In that case, the shape of your boat is all wrong
If you look at the shadow of and the light on the foresails, the sun is high in the sky, somewhat to starboard and a little ahead of the bow. But if that's true, where are those shadows on the front end of the deckhouse coming from ? Did the sun move to the stern ? And the shadows of the hull on the water from amidships back to the stern ? Where are those coming from ? Unless it's a paddle-wheel ferryboat with a lot of overhang, you're not going to see that.

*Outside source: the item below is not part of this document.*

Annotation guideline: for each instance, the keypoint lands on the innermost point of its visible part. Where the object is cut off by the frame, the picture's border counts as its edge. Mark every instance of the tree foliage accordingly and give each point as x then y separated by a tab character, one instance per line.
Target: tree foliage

Your boat is not heeled over at all. Unless there's a magnetosphygmapulsar drive in it, it's not behaving correctly. Judging from the foresails, it's on port tack. The wind is coming from the left side of the boat. It should be heeled over a good five to ten degrees away from the wind. They don't make non-heeling monohulls. This is going to change everything. And the sun has to be either ahead of the boat or behind it. Unless, like I said, there's two suns on that world
Anyone who is used to sailboats will look at that and instantly know it's wrong. They may not put out the effort to understand why, but they will know it's not real.
btw, your foresails are way too close together. And the aspect ratio is impossible, those sails would not work. Where are the sheets ? There's no sign of them anywhere. That's what drives the boat.
Unless MentalRay has gone bonkers you're seeing a true shadow. As I'm looking at the video I have no idea what you're talking about.
Then you've never been around sailboats ... they just don't behave that way. Look at some old paintings or photos of the Master Mariner's Race, that might help explain the physics.
Here's a similar boat from about the same angle (and the lighting on the foresails is similar, but the light everywhere else is different. Who is correct, Mental Ray or Mom Nature ? ) :
If you fix the jibs, add sheets, fill out the hull and heel it over five or ten degrees you'll have a vast improvement. Then look at the wake ... something like the photo shouldn't be impossible. You'll be glad you did ...
(When you move it, they don't move in a straight line, either. Sailboats particularly hobby-horse and sway sideways in a sloppy S-motion as they go over the waves, like a tipsy giraffe. When the hull sways a little, the top of the mast sways a lot. Getting the motion right will make a big difference as well.)